2
votes

I try to load data. It's not working.

What I have tried:
multiple delimiters, all fields with quotes, all fields without, leaving headers out of the data, no delimiter option in mlcp, other delimiter options in mlcp, other computer, other ML8 version, other Java version, less data, more data, with and without transform.

My shell script:

#!/bin/bash

# Data laden met transform
#############################################
mlcp.sh import \
 -host localhost \
 -port 37041 \
 -username admin \
 -password admin \
 -input_file_path sampledata/DIKW \
 -input_file_type delimited_text \
 -delimiter ";" \
 -transform_module /ext/obi/transform/dikw-transform-eval.xqy \
 -transform_namespace "http://marklogic.com/dikw" \
 -mode local \
 -thread_count 1 \
 -transaction_size 1 \
 -batch_size 1

The data

"INCIDENTID";"DATUM";"TIJD";"HECTOMETERAANDUIDING";"WEGNAAM";"KORTBESCHRIJVING"
161236;02-08-14 00:00;1839-11-23 17:05:20;13.3;A14;"a- 1pa" 

The error

15/10/29 11:15:23 ERROR contentpump.DelimitedTextReader: (line 0) invalid char between encapsulated token end delimiter
2
Have you ensured that your input file is, in fact, UTF-8?David Ennis
Also, for testing, perhaps also remove your custom transform code (tackle that hurdle when you get data in as XML)David Ennis

2 Answers

2
votes

When using a non-standard delimiter, I've see it often works better to use an options file.

options.txt:

import
-host
localhost
-port
37041
-username
admin
-password
admin
-input_file_path
sampledata/DIKW
-input_file_type
delimited_text
-delimiter
;
-transform_module
/ext/obi/transform/dikw-transform-eval.xqy
-transform_namespace
http://marklogic.com/dikw
-mode
local
-thread_count
1
-transaction_size
1
-batch_size
1

Note that allows you to skip the quotes around the semicolon.
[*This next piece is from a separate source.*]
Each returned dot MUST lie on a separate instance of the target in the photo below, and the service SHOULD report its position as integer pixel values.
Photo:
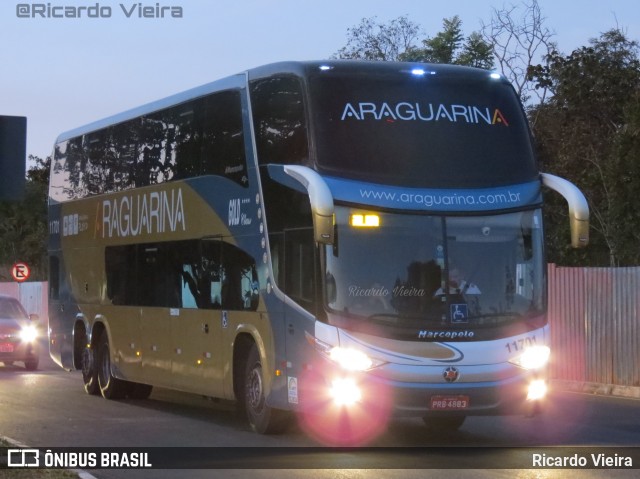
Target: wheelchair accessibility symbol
(459, 313)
Then:

mlcp.sh -options_file options.txt
2
votes

Check out this blog Ingesting Delimited Text with MLCP, it explains the reason for that kind of issue and what to do. In short, you see this error mainly because you have some data like this:

"first"name;lastName;middle

The first column here is an invalid CSV column because you can't have a quote inside the field, unless you escape it. See the post for more details.

Although in the data sample you put in question, it seems ok. But still please make sure in the original data, you don't leave any double quote in middle of the field unescaped. And by the way, what is the mlcp version you are using?